Carlyle Group has spoken to former Goldman Sachs executive Harvey Schwartz about taking over as the private equity group’s chief executive, as the company tries to complete a protracted search for a new leader after Kewsong Lee’s abrupt resignation in August.
Schwartz, a two-decade veteran of Goldman who left the Wall Street bank in 2018, has discussed taking the top job at Carlyle, said two sources familiar with the matter.
Though Carlyle has been working to conclude its search for a new leader early this year, no decisions have formally been made, cautioned one person briefed on the process.
Schwartz did not respond to a request for comment. Carlyle declined to comment.
Should Schwartz get the job, Carlyle would be recruiting one of Wall Street’s most experienced senior executives. He departed Goldman five years ago after losing out to David Solomon in a contest to take over from Lloyd Blankfein as CEO of the company.
Schwartz had held several top roles at Goldman, including chief financial officer, co-head of the securities division, and co-president and chief operating officer alongside Solomon.
Since leaving Goldman, Schwartz has chaired the board of directors at the Bank of London, a clearing bank, and is also on the board at US online lender SoFi. He was also reportedly a candidate to become CEO of Wells Fargo, a job which ultimately went to Charles Scharf.
His potential appointment comes after a lengthy search during which Carlyle considered internal candidates and a number of high-profile external financial executives.
The group’s search committee had sounded out Goldman president John Waldron, former Morgan Stanley chief operating officer Jonathan Pruzan and Citigroup chief financial officer Mark Mason, people briefed on the search said.
Top internal candidates are Peter Clare, a veteran dealmaker who is chief investment officer of Carlyle’s private equity unit, and Mark Jenkins, head of its fast-growing credit investment operations.
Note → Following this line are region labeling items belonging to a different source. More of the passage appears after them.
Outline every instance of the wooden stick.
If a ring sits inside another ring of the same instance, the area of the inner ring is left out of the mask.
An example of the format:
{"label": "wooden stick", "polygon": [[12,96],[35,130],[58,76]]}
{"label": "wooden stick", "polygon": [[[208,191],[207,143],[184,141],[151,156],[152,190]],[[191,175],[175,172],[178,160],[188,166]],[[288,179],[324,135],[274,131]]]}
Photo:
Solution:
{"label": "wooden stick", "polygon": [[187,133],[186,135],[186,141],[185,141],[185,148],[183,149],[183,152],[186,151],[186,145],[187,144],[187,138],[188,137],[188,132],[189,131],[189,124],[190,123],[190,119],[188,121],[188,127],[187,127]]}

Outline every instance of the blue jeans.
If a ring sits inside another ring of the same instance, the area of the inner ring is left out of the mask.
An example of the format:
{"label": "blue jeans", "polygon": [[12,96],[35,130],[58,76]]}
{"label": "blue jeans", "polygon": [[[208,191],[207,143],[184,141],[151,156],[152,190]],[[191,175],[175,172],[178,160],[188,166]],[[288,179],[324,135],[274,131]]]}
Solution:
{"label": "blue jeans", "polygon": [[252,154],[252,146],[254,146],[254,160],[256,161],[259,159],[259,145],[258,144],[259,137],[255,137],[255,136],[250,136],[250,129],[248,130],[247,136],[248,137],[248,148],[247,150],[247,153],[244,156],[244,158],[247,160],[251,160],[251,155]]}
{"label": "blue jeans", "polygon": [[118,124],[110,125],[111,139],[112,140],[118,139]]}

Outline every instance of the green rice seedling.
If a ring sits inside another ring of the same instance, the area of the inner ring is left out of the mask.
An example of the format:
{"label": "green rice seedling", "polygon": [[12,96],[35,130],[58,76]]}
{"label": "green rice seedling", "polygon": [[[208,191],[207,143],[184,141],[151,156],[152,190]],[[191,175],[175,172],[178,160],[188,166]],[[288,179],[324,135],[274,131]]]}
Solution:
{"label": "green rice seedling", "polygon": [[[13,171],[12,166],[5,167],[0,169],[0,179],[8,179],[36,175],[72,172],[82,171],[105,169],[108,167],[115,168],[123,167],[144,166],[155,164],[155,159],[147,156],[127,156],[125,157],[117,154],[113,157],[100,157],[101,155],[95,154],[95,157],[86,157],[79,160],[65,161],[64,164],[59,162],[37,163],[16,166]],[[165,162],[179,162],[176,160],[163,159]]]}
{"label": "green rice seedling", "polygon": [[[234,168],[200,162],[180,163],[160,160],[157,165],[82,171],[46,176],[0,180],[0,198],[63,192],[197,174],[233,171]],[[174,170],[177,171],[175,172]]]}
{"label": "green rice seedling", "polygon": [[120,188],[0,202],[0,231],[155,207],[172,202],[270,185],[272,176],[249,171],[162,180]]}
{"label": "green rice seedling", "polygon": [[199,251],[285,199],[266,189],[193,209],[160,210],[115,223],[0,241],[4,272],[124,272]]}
In a memo to employees late last year, Carlyle’s interim chief executive and co-founder William Conway said the New York and Washington-based buyouts pioneer was working to conclude the search in the “near future”.
Conway had previously told employees the $369bn in assets group was looking at candidates with a “demonstrated record of leading high-performing global companies”.
Carlyle is scheduled to report fourth-quarter earnings on February 7.
Schwartz was co-head of Goldman’s securities division in the years during and immediately after the 2008 financial crisis before becoming CFO in 2013. He held the role for four years before being promoted to co-president in January 2017, working alongside Solomon.
A year later, Goldman’s succession plans for Blankfein were clarified when Solomon was named the bank’s sole president, while Schwartz announced his decision to retire from the bank.
During his tenure at Goldman, Schwartz was best known for his operational skills, helping to steer the bank’s vaunted trading division through the financial turmoil of the 2008 crisis and manage risk exposures.
Later, as CFO, he was tasked with helping Goldman adapt its overall operations for a stricter regulatory environment in the wake of the 2010 Dodd Frank Act and the implementation of Basel III.
The news was first reported by Semafor.